When defenses cheated up to play the run, they paid a terrible price. Flanker Cliff Branch, one of the most underrated players in NFL history, had his best season in 1976. He averaged a stunning 24.15 yards per catch, and scored 12 TDs. While he was stretching the field vertically, sticky-fingered split-end Fred Biletnikoff and Casper were finding holes underneath. Stabler completed exactly two-thirds of his 291 passes, leading the league by a fairly wide margin.

On the defensive side of the ball, the Raiders had changed to a 3-4 defense, still a pretty novel concept at the time. The personnel was a combination of All-Pros (Ted Hendricks, Phil Villapiano, Willie Brown) and guys who came out of nowhere (Willie Hall, Monte Johnson, Skip Thomas).
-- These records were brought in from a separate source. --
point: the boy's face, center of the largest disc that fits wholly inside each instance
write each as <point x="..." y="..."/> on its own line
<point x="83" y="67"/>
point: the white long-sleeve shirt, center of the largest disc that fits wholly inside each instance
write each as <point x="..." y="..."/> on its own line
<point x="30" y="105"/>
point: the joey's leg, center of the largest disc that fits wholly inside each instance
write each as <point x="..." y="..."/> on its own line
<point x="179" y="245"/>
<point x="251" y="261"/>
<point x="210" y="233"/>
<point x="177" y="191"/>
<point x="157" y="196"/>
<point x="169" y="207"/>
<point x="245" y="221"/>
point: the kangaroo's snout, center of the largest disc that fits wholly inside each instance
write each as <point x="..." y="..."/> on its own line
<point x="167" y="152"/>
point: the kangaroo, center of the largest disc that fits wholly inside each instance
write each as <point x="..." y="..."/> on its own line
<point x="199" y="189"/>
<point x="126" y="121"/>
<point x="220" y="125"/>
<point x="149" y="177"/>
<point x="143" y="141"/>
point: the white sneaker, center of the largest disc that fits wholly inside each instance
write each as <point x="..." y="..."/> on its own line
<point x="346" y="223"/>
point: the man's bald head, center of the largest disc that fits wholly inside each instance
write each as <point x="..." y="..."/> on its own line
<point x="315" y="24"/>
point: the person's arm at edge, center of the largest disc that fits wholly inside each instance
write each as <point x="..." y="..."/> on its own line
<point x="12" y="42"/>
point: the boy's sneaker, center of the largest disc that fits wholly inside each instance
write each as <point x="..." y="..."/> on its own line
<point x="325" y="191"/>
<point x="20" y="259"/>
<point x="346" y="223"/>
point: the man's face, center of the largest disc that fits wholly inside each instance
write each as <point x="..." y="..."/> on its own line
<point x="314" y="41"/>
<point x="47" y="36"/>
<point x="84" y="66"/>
The result was a defense that was not easy to run on (10th in the NFL), which was a bigger deal back in 1976 than it is now.
There was little drama involving the AFC West, as the Raiders clinched the title in Week 12. The remaining intrigue in the regular season centered around Game 13, a Monday night matchup at home against the 9-3 Cincinnati Bengals. If Cincinnati won, the Steelers would have been eliminated from the playoffs, and more than one observer felt the Raiders would have been better served to lose to Cincinnati to avoid the red-hot Steel Curtain.

Madden, of course, was not interested in any such scenario, and he later called the 35-20 win over the Bengals one of the proudest of his career.

To start the playoffs, the Raiders had a rematch with the Patriots, the one team that had beaten them. The playoff game looked like a repeat, with New England taking a 21-10 lead into the 4th quarter in Oakland. Stabler dug into his bag of comebacks, however, and the Raiders survived to meet Pittsburgh in the AFC Championship for the third straight time.

Unfortunately for history, the Steeler team that played in Oakland that day was without both starting running backs, Franco Harris and Rocky Bleier, and the Raiders rolled 24-7.

After six failures on the doorstep, the Raiders werent going to be fussy about how they finally got to the Super Bowl. Instead, they dealt out some misery of their own, handing the Minnesota Vikings their fourth Super Bowl loss, controlling the game from start to finish. Biletnikoff was named the games MVP, although he didnt score any of the Raiders four TDs. He did have four catches for 79 yards, and three times was tackled at the Vikings 1-yard line.

It was a glorious day in Pasadena, the last outdoor day game in Super Bowl history, and as the Raiders carried John Madden off the field on their shoulders his grin was so wide that radio announcer Bill King said he looked like a split watermelon. It was the grin, finally, of a champion.